The Proverbs 31 woman is none other than Lady Wisdom herself.
And that’s the key for any woman to think about how to be the so-called Proverbs 31 woman.
I made this point, or much of it, in my last post on the Proverbs 31:10-31 woman. Proverbs is structured on a spectacular woman of wisdom to whom all are called to follow and even love. The “seams” of the book – Proverbs 1, 9, and 31 – present this woman to us.
Using structures of ancient poems, Proverbs 31 can be read as an “ode to a superhero”. All, men and women alike, are called to embrace this super-heroic wisdom of God.
But, wait.
Doesn’t this text say something – anything – to Christian women? Can’t we let women have and apply this one passage that seems to speak so clearly to them or of them? How should a woman – many of whom have gone all their life to this chapter – read Proverbs 31?
My answer: Christian woman can read Proverbs 31 as those called to refract divine character, and not as those called to be divine.
The lure is there.
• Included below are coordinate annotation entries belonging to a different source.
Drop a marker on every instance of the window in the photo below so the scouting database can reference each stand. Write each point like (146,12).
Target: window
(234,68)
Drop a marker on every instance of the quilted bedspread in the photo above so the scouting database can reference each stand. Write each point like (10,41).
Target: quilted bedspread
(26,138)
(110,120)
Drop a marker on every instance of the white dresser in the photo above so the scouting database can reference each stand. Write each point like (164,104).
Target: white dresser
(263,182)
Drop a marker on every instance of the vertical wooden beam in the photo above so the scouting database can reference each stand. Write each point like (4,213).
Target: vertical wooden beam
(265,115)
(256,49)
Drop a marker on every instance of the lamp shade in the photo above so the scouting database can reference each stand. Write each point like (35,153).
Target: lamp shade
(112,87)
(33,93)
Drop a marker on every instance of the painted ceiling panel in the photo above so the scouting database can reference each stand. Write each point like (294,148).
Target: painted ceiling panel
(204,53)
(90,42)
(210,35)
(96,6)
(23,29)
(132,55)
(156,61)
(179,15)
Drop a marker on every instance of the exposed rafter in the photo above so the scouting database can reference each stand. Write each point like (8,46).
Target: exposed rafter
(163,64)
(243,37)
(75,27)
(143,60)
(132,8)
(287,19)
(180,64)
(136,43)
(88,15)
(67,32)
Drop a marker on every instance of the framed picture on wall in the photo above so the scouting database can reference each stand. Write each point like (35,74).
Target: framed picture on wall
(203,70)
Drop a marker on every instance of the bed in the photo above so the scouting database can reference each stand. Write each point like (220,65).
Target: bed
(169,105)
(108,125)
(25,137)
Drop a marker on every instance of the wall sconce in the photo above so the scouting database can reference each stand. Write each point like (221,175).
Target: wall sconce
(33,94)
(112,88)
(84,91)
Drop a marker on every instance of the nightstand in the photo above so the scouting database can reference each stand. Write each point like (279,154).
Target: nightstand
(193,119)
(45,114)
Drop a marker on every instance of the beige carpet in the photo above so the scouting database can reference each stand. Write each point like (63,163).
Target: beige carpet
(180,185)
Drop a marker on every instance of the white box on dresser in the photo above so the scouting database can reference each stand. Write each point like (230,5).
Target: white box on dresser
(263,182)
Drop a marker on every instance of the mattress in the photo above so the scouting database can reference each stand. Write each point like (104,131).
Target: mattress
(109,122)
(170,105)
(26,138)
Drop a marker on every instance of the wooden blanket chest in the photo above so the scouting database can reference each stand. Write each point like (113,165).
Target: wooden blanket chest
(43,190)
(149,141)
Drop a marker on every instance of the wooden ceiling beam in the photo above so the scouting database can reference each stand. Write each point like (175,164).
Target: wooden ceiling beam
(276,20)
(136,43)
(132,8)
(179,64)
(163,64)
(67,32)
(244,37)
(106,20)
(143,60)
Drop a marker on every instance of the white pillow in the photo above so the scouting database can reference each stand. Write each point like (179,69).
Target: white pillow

The lure is there to take Proverbs 31 as a call, intentional or not, for women to be divine. Examples abound of women being trained to read Proverbs 31 as a seemingly impossible list of simultaneous, conflicting duties.
In such a reading, women are, to use the illustration above, called to be superheroes. And after trying it for awhile, these women sing out like the songwriter in that Coldplay song:
I’ve been reading books of old
The legends and the myths
Achilles and his gold
Hercules and his gifts
Spider-Man’s control
And Batman with his fists
And clearly I don’t see myself upon that list[1]
How could any woman be on “the list” of superheroes fit to Proverbs 31?
And yet many women hear that call of Proverbs 31 and seemingly suffocate. Ask a woman with young children to “rise while it is yet night” (v15) and also to stay awake with a lamp that does not go out at night (v18) and you’ll see what I mean.
Indeed, wrongly framed Proverbs 31 teaching can have disastrous effects on family life, women’s mental health, and even women’s walk with God. The problem? Such teachings call women to be lady wisdom, and not to refract the wisdom of God.
I use the image of refraction intentionally. The refraction illustration is not original to me, and it’s often used in discussions of the perfections of God (wisdom included).
Imagine the perfection of God as a ray of pure, wonderful white light. What happens to such a light when it shines through a prism? The colors refract out as the colors of the rainbow. Each individual color you see (red, orange, yellow, etc.) is not identical to the white light; it is a finite, part-refraction of the singular light that entered the prism.
So it is in our lives. We cannot possess the infinity of God’s character (here, seen as the white light). But as His light shines through us as image-bearers, our finite lives refract in a sense the character of His infinite light and perfection.